Uhh...
N...well, yes, I guess, definitely?
You have precisely such a relay -- just connect your insanely expensive DC load in series with the desired load, program it to ramp from 30 to 0V in 1s, and there you have it!

As a lone component, you are expecting something to be able to dissipate up to three kilowatts for a whole second. A quick perusal of available devices says no. Very few semiconductor devices handle that much power at all; among them, none do it continuously, or down to an arbitrarily low "on" voltage (e.g., industrial IGBT modules). Such a unit must use multiple devices in parallel, with a control circuit to stabilize and equalize the power between them. (A typical e.g. TO-247 sized power transistor will be able to handle maybe 100-300W each over this time frame, so expect to need 10 or more. Or there are other configurations that can use fewer transistors and a cheaper power dissipator (like a dumb resistor), but at expense to e.g. speed or emitted noise.)

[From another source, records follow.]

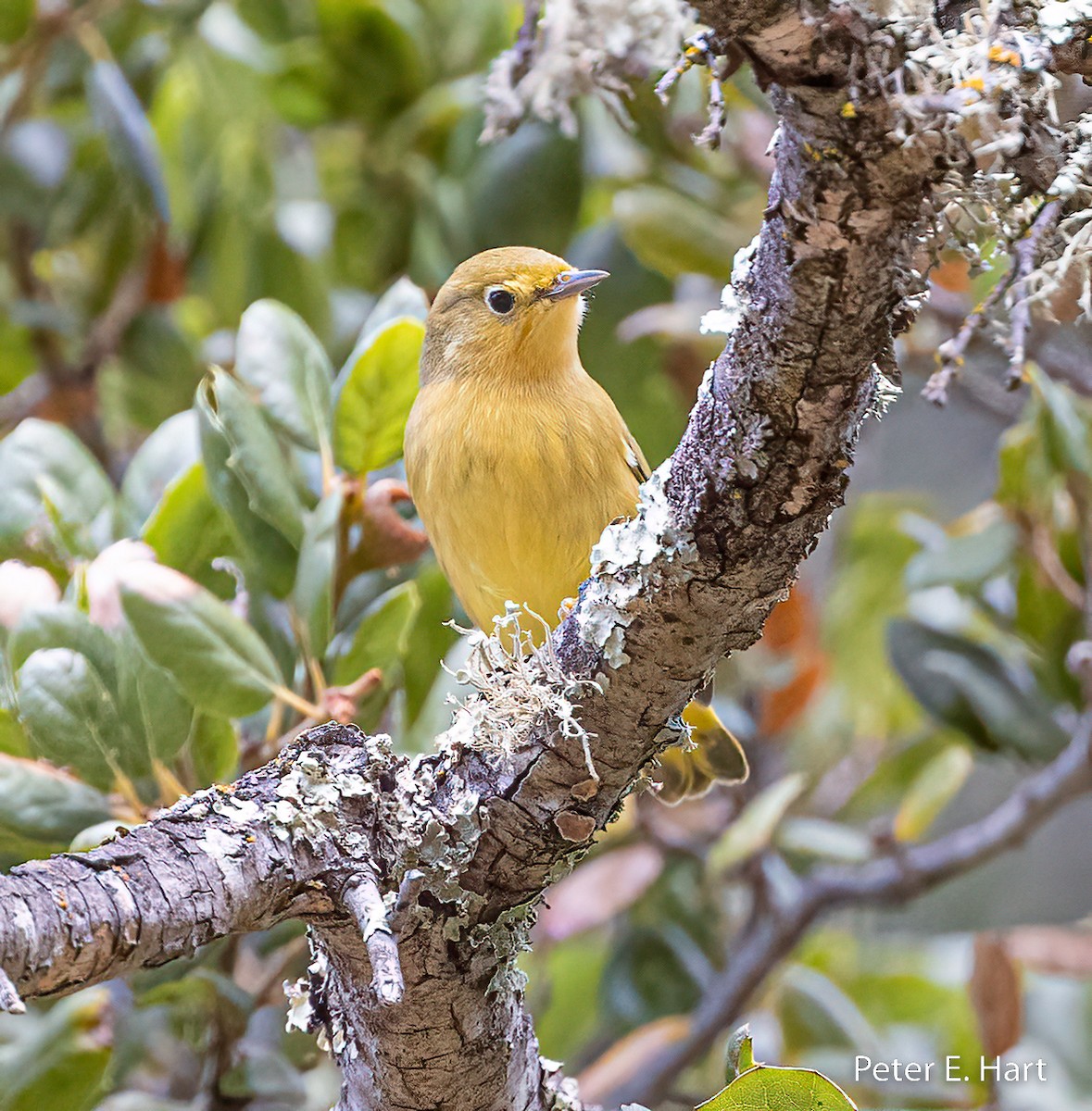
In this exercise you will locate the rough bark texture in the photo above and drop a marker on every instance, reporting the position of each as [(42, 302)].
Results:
[(447, 855)]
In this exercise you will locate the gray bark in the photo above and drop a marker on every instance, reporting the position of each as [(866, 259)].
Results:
[(420, 878)]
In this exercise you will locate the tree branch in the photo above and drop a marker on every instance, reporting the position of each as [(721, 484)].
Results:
[(450, 853), (902, 876)]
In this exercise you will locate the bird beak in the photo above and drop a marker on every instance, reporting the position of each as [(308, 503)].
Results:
[(571, 282)]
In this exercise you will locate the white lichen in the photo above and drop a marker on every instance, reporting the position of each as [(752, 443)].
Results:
[(733, 297), (582, 48), (630, 560), (310, 797), (519, 681)]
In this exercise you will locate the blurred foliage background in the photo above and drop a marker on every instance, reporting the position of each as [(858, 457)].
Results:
[(195, 562)]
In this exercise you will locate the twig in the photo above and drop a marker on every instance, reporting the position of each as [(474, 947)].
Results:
[(952, 354), (1026, 251), (9, 998), (366, 904), (703, 49), (772, 933)]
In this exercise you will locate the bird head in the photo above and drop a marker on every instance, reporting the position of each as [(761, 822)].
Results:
[(511, 311)]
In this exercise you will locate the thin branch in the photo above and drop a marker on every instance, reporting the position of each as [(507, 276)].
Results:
[(366, 904), (894, 879), (1026, 255)]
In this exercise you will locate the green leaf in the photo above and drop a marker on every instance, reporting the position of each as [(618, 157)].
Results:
[(215, 656), (312, 595), (240, 454), (768, 1087), (171, 451), (377, 392), (187, 531), (966, 686), (431, 638), (1064, 425), (964, 560), (674, 233), (149, 703), (47, 471), (247, 469), (129, 136), (47, 805), (59, 1058), (214, 750), (14, 739), (753, 830), (281, 359), (71, 718), (403, 300), (740, 1055), (930, 793), (536, 161), (826, 840), (15, 19), (64, 626), (383, 636)]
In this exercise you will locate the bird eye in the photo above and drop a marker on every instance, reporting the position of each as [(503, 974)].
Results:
[(500, 301)]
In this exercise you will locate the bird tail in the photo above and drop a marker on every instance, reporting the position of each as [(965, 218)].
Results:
[(716, 755)]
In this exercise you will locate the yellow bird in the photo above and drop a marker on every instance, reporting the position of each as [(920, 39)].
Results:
[(517, 459)]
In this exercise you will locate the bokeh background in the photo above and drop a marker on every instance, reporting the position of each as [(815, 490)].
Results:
[(166, 165)]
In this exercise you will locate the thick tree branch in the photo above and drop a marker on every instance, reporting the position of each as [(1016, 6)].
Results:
[(446, 855)]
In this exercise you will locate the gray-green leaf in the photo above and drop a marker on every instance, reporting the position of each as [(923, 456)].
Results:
[(377, 393), (282, 361), (215, 656)]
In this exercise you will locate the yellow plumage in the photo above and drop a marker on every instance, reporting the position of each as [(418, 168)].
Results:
[(517, 459)]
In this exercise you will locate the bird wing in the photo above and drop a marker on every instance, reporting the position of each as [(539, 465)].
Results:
[(635, 458)]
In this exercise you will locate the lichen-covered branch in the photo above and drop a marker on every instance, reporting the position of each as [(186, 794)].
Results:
[(890, 880), (420, 878)]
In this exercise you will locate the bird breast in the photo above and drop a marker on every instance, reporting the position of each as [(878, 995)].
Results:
[(515, 484)]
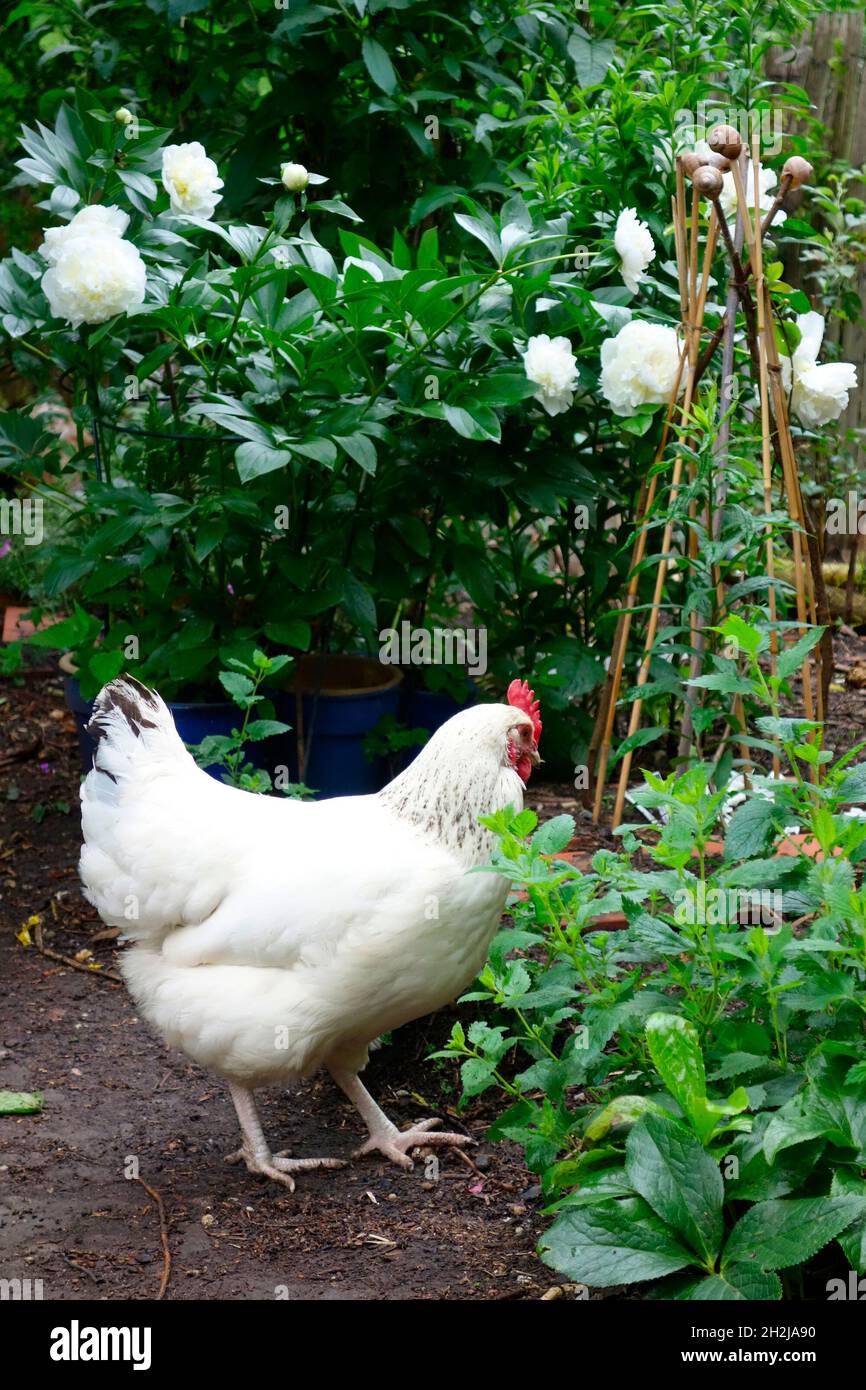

Perhaps it doesn't need to be as precise, or fully-featured, as your load is. Perhaps a cheaper model, of similar overall capability, would suffice? I guess I don't get it; you're testing "a" power supply, and you already have the load -- what's the problem? Is it rented and you'll be testing for a while? Are there multiple supplies being tested, in production perhaps? What's the test budget? Etc.
You could make your own perhaps, but the design time spent for a one-off, won't be cheaper than your off-the-shelf unit, at least if you just need a few. And it won't be as well characterized and calibrated as the commercial unit is.